I’m not one to utilize this blog space to gripe about the
challenges and struggles that face the everyday adventure known as the
workplace. However recent turn of events have alerted me to ongoing trends in
my work environment and I have recently found it particularly fitting to take
an honest look at my walkaway power in the workplace.
To summarize a previously related post on this, my wife and
I are 100% completely debt free. We run a household cost of living that runs
under $25,000 a year. It has been my belief that one of the reasons we worked
our tails off to be in the financial position that we are in today is to get
our time back and shift the perception that we are at work because we want to
be there, not because we have to be.
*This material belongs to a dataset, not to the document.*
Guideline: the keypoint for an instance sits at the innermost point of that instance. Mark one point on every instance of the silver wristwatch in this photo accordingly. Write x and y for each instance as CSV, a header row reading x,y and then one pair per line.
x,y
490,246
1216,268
Enter my recent challenges, and I will do
my best to keep it concise and not gripe.
The overall environment is similar to this baseball analogy:
every time I hit a deep shot to the warning tracks, the outfield wall gets
pushed back, robbing me of a home run. In the financial area that I work in,
investment management, there’s a minefield of competing and conflicting
deadlines, ad hoc requests that are supposed to trump everything else and an
ongoing work load that in its current delegated state finds the team I am on
falling behind just a little more each day.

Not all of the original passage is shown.